Ever since he delivered four short pages to Congress on March 24 declaring Donald Trump cleared of criminality while providing none of the underlying evidence, Barr has repeatedly been forced to justify his actions. In his follow-up letter to Congress five days later, Barr claimed the four-page communication was never meant to be a summary of Mueller's 400-page report, even though he himself had characterized his first letter as an effort to "summarize" Mueller's principal findings. In that letter, Barr also detailed the redactions he was busily making to Mueller's report, including any information related to grand jury material, sensitive intelligence operations, ongoing federal investigations, and what Barr called "peripheral" people whose privacy could be violated. In effect, Barr was laying out a rationalization for his redactions that would provide him wide discretionary latitude.

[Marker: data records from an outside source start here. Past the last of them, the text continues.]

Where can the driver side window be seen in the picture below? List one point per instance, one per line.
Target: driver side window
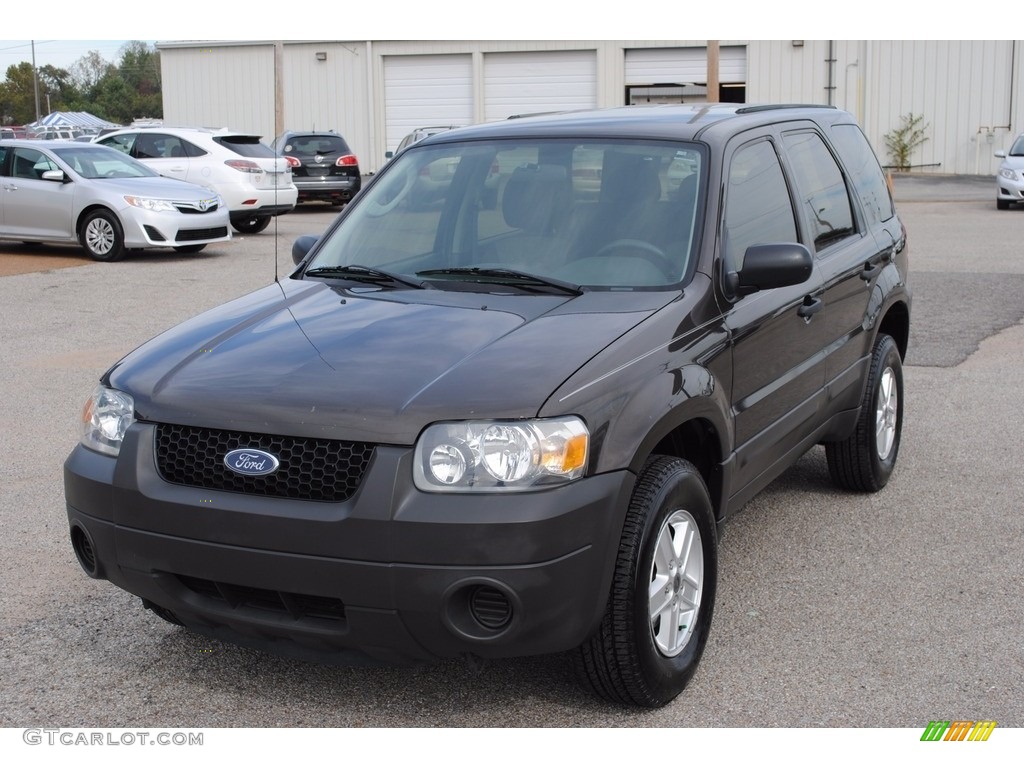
(758, 208)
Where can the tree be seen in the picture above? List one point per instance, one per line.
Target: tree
(88, 71)
(17, 95)
(903, 140)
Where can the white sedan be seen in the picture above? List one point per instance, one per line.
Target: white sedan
(64, 192)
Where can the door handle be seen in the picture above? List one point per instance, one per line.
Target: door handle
(810, 306)
(869, 271)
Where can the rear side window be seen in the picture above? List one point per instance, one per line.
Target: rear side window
(247, 146)
(864, 172)
(122, 141)
(820, 187)
(758, 209)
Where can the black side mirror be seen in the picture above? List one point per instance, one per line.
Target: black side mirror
(772, 265)
(302, 245)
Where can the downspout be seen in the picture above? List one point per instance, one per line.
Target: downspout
(830, 77)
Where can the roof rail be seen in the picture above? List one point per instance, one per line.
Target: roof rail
(768, 108)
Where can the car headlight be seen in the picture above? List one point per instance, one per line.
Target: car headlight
(501, 456)
(150, 204)
(105, 418)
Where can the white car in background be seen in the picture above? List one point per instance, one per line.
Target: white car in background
(1010, 179)
(68, 192)
(254, 182)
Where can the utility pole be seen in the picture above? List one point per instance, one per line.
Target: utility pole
(35, 79)
(713, 71)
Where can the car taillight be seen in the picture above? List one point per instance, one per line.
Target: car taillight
(245, 166)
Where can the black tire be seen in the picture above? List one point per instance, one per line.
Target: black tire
(864, 461)
(635, 658)
(101, 237)
(252, 224)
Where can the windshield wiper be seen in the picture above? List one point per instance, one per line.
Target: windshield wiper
(365, 274)
(504, 276)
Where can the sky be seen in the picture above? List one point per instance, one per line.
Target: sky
(531, 19)
(60, 53)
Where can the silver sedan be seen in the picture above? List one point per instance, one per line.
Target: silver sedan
(64, 192)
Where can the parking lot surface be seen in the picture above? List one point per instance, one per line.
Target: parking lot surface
(834, 609)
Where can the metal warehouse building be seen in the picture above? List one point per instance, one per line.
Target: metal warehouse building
(375, 92)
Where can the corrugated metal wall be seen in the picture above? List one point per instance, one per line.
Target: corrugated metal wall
(964, 89)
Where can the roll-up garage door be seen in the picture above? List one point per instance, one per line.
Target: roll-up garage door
(522, 83)
(657, 66)
(426, 90)
(680, 75)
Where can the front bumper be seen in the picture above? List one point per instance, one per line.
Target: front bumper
(171, 229)
(392, 573)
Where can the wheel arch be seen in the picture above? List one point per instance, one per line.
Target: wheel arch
(695, 438)
(90, 209)
(896, 323)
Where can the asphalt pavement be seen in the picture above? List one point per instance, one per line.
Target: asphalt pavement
(834, 608)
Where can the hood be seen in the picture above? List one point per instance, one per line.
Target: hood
(303, 357)
(156, 186)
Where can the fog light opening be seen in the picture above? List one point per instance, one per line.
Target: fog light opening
(491, 607)
(81, 542)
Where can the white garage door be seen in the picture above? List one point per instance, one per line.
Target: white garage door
(663, 66)
(539, 81)
(421, 91)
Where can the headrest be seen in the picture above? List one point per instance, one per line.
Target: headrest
(536, 197)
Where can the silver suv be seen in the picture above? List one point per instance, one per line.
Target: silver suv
(255, 184)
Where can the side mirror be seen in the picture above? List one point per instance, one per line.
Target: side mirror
(302, 245)
(773, 265)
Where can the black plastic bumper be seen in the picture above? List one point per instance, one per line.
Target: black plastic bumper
(393, 573)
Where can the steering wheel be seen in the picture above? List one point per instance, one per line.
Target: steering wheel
(393, 193)
(647, 251)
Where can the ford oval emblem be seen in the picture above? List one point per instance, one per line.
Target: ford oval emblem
(252, 462)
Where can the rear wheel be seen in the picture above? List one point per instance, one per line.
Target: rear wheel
(866, 459)
(663, 592)
(101, 237)
(252, 224)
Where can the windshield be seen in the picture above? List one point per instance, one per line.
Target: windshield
(597, 214)
(99, 162)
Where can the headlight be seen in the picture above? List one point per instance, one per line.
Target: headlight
(489, 456)
(105, 418)
(150, 204)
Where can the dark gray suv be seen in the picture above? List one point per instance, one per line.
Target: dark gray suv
(514, 428)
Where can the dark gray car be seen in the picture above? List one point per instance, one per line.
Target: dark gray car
(510, 429)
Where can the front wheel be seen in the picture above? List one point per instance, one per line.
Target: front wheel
(663, 592)
(866, 459)
(101, 237)
(252, 224)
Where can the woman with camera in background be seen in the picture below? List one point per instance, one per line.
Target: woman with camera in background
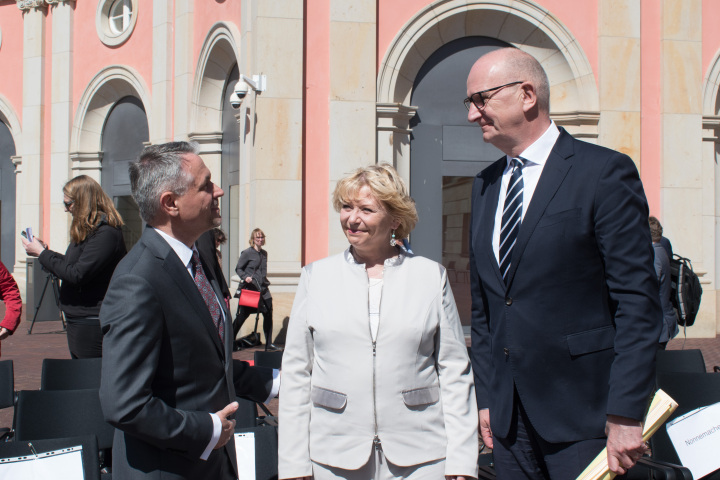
(95, 249)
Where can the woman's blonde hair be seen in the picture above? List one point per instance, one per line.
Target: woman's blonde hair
(252, 235)
(389, 190)
(91, 206)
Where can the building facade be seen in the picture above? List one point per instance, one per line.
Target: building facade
(336, 84)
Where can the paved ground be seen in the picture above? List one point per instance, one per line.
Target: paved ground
(48, 340)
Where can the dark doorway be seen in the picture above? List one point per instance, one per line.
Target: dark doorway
(7, 198)
(124, 135)
(446, 153)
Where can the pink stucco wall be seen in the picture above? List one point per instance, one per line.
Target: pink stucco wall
(91, 55)
(11, 52)
(581, 22)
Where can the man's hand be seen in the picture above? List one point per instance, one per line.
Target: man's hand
(228, 426)
(625, 445)
(485, 430)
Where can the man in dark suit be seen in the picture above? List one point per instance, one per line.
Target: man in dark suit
(565, 313)
(168, 383)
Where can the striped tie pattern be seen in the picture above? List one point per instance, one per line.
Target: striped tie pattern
(512, 216)
(208, 294)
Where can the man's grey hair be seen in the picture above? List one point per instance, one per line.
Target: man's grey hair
(158, 170)
(521, 63)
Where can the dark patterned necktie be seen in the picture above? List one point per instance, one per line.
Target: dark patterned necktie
(512, 216)
(208, 294)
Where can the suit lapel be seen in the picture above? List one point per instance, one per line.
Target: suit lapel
(554, 173)
(178, 273)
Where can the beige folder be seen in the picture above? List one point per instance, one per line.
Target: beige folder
(660, 409)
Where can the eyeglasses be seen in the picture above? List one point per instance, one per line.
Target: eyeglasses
(480, 99)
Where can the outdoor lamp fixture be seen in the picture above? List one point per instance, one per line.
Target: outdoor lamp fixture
(257, 83)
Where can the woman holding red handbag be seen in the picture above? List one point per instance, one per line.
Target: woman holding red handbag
(252, 270)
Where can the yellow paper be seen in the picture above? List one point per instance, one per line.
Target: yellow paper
(660, 409)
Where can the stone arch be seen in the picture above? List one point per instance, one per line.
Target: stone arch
(217, 57)
(107, 87)
(521, 23)
(10, 118)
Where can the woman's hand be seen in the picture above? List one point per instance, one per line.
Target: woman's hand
(35, 247)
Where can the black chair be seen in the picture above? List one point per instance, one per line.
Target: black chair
(266, 457)
(268, 359)
(667, 361)
(91, 466)
(7, 392)
(45, 414)
(67, 374)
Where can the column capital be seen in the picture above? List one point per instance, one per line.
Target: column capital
(28, 4)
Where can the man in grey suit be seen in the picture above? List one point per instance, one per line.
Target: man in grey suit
(168, 382)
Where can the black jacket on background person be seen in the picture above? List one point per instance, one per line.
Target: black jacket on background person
(86, 269)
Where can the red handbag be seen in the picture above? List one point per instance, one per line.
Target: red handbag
(249, 298)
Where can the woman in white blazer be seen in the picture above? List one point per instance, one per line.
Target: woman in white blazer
(376, 379)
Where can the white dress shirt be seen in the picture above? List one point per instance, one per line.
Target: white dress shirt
(535, 157)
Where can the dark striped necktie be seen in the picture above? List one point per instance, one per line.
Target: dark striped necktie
(512, 216)
(208, 294)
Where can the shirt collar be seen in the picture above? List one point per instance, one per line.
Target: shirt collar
(390, 262)
(539, 151)
(181, 250)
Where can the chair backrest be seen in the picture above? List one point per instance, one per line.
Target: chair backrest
(690, 391)
(266, 457)
(42, 414)
(91, 465)
(68, 374)
(268, 359)
(688, 361)
(7, 384)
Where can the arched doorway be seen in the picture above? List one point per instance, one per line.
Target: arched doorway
(447, 152)
(7, 198)
(124, 134)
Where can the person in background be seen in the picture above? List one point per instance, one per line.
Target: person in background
(376, 378)
(662, 269)
(10, 295)
(252, 270)
(85, 269)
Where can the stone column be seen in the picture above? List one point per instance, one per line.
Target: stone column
(30, 196)
(162, 71)
(353, 66)
(687, 193)
(184, 69)
(61, 113)
(619, 76)
(270, 174)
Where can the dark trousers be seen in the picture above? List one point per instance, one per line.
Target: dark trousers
(266, 311)
(84, 338)
(525, 455)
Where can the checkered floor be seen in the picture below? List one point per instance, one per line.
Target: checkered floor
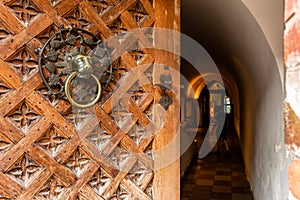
(216, 177)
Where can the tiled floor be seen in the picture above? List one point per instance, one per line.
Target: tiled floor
(217, 177)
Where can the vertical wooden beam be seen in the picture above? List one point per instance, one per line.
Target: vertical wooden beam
(166, 183)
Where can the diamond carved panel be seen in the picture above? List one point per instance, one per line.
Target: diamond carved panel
(25, 170)
(25, 10)
(23, 116)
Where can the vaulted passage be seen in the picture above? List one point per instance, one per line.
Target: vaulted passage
(249, 60)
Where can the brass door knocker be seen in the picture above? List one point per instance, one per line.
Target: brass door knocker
(72, 62)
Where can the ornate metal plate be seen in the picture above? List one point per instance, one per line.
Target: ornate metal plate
(72, 62)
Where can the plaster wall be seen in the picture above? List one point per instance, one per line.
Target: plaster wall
(243, 43)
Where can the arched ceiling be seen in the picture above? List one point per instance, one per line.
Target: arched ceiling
(238, 33)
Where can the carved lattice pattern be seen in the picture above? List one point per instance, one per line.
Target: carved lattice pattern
(48, 149)
(24, 63)
(24, 10)
(24, 116)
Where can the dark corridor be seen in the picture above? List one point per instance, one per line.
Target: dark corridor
(217, 177)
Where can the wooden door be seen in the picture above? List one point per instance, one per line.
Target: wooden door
(51, 150)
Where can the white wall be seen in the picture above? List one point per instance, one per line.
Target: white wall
(248, 50)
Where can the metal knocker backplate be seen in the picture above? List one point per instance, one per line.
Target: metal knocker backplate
(72, 62)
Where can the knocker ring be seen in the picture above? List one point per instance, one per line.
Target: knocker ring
(68, 92)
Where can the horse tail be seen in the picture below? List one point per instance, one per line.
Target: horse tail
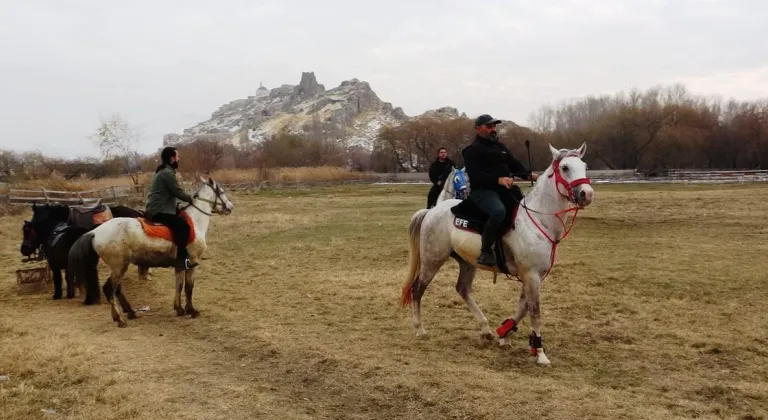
(84, 260)
(414, 240)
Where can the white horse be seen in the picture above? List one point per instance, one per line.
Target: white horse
(123, 241)
(458, 187)
(539, 226)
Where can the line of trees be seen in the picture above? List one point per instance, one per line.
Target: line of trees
(652, 130)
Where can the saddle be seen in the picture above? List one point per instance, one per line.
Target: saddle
(468, 217)
(159, 230)
(60, 230)
(89, 216)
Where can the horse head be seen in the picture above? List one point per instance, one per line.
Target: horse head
(31, 242)
(34, 231)
(570, 174)
(212, 193)
(459, 183)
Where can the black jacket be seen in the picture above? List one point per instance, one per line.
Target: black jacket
(439, 171)
(487, 161)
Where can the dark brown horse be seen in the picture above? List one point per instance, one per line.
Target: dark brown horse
(52, 231)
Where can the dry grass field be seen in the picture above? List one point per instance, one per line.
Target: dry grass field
(223, 176)
(656, 309)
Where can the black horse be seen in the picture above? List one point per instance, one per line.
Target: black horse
(51, 233)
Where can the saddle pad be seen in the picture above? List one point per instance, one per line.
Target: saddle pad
(158, 230)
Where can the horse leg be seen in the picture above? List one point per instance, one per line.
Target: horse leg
(510, 324)
(532, 285)
(419, 287)
(56, 282)
(109, 289)
(177, 298)
(130, 313)
(464, 288)
(69, 275)
(189, 285)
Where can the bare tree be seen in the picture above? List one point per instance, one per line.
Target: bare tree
(116, 138)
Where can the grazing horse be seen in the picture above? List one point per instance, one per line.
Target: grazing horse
(458, 187)
(121, 241)
(530, 236)
(54, 228)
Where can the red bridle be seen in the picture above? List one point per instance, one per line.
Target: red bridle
(569, 186)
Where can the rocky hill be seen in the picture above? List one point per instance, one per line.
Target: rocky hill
(351, 113)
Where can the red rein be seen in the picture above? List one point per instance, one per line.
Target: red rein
(569, 186)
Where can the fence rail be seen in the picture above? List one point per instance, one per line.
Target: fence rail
(108, 195)
(116, 193)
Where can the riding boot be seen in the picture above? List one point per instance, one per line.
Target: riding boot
(487, 256)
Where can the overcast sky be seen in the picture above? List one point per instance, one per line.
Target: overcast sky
(166, 65)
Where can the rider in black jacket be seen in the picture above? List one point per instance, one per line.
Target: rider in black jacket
(491, 167)
(438, 174)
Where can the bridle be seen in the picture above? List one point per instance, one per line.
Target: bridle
(214, 203)
(569, 186)
(570, 196)
(31, 233)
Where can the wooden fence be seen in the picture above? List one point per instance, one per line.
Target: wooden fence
(120, 193)
(107, 195)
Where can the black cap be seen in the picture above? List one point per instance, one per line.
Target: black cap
(485, 119)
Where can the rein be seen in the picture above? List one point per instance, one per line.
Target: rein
(569, 186)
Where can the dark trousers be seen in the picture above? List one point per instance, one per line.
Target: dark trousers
(179, 228)
(489, 201)
(492, 203)
(434, 192)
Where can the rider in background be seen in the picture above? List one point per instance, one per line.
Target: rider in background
(438, 173)
(490, 167)
(161, 204)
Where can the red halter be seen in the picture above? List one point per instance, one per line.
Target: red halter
(569, 186)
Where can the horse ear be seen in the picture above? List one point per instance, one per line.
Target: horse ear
(582, 150)
(555, 152)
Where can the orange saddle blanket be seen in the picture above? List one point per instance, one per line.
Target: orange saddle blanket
(157, 230)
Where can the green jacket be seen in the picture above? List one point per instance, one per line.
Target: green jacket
(163, 192)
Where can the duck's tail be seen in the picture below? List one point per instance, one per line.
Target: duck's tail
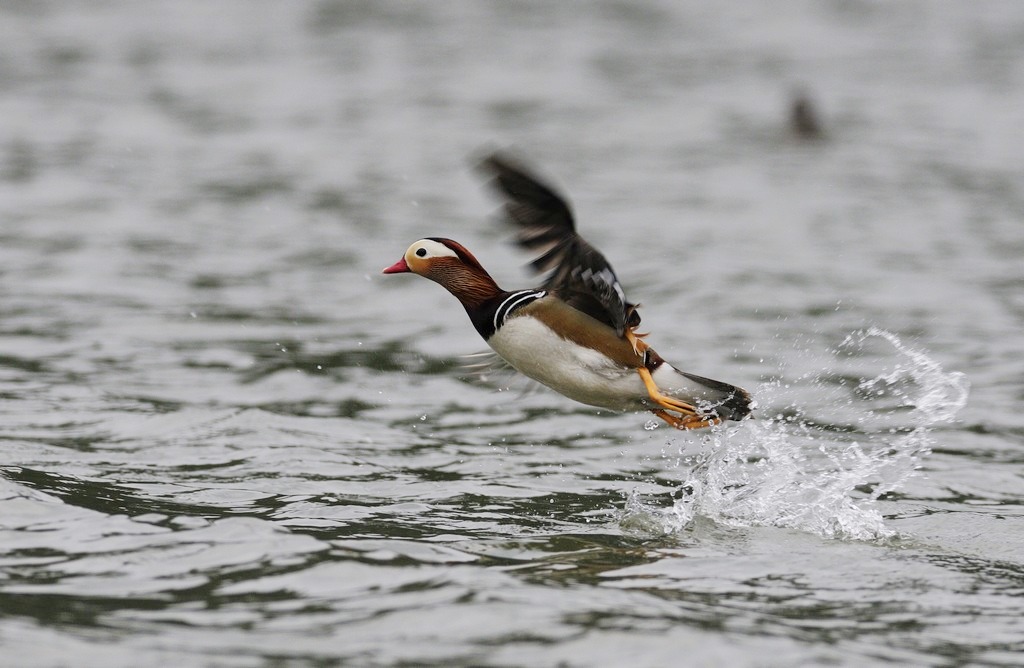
(712, 398)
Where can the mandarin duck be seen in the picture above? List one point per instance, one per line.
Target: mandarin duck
(576, 333)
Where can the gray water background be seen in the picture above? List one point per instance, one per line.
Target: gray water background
(227, 441)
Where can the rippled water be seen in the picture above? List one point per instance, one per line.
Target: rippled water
(228, 441)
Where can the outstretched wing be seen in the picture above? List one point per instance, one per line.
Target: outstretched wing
(579, 273)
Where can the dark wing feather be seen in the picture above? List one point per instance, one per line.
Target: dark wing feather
(579, 273)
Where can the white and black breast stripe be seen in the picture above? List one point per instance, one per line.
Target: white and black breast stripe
(514, 301)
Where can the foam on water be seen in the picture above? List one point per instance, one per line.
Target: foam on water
(819, 474)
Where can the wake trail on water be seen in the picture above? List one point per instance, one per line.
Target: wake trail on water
(878, 402)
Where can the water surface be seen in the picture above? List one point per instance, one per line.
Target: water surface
(228, 441)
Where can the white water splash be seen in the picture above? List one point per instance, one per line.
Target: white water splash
(821, 475)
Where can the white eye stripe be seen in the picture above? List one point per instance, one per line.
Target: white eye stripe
(426, 248)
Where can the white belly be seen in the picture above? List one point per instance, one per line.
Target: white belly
(576, 371)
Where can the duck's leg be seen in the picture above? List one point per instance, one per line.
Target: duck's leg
(687, 422)
(689, 418)
(664, 400)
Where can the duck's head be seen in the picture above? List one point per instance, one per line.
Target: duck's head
(449, 263)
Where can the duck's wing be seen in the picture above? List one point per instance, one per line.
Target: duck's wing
(579, 273)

But following reports that Mueller's prosecutors had prepared summaries of their work intended for public consumption with few, if any, redactions, Barr once again sought to justify his lengthy redaction process. A Justice Department spokeswoman claimed that "every page" of the report was designated as potentially containing grand jury material and "therefore could not be publicly released."
But that was nothing but a complete and total dodge. The grand jury marking is used liberally and doesn't necessarily indicate there's sensitive information on every page of the report. In addition, even if some details of the report aren't appropriate for public consumption, there's no reason Barr couldn't have turned the entirety of Mueller's findings over to Congress, which handles grand jury material and sensitive information all the time. In fact, Barr could have sought an immediate court order to make the grand jury information available to Congress.
“It’s disturbing there has been no announcement of any effort to ask the presiding judge of the grand jury to clear the material,” Walter Dellinger, a Duke University law professor and a former U.S. solicitor general, told the Washington Post. “The amount of legitimate redactions should be quite small,” he said. “I don’t believe there is any reason to redact any material for the sole reason that it is derived from grand jury proceedings.”
Every day that passes is another day in which Barr is slicing and dicing Mueller's report.
Not a single one of his communications to Congress thus far has been satisfactory enough that it didn't require a second effort to explain his actions. As another Duke law professor, Samual Buell, told the New York Times: "There is going to be an awful lot of redaction, and the question becomes, ‘What is Congress going to do about that?’ It seems to me that they can and should go to court. It’s not up to the Justice Department to make the final decision about what Congress sees.”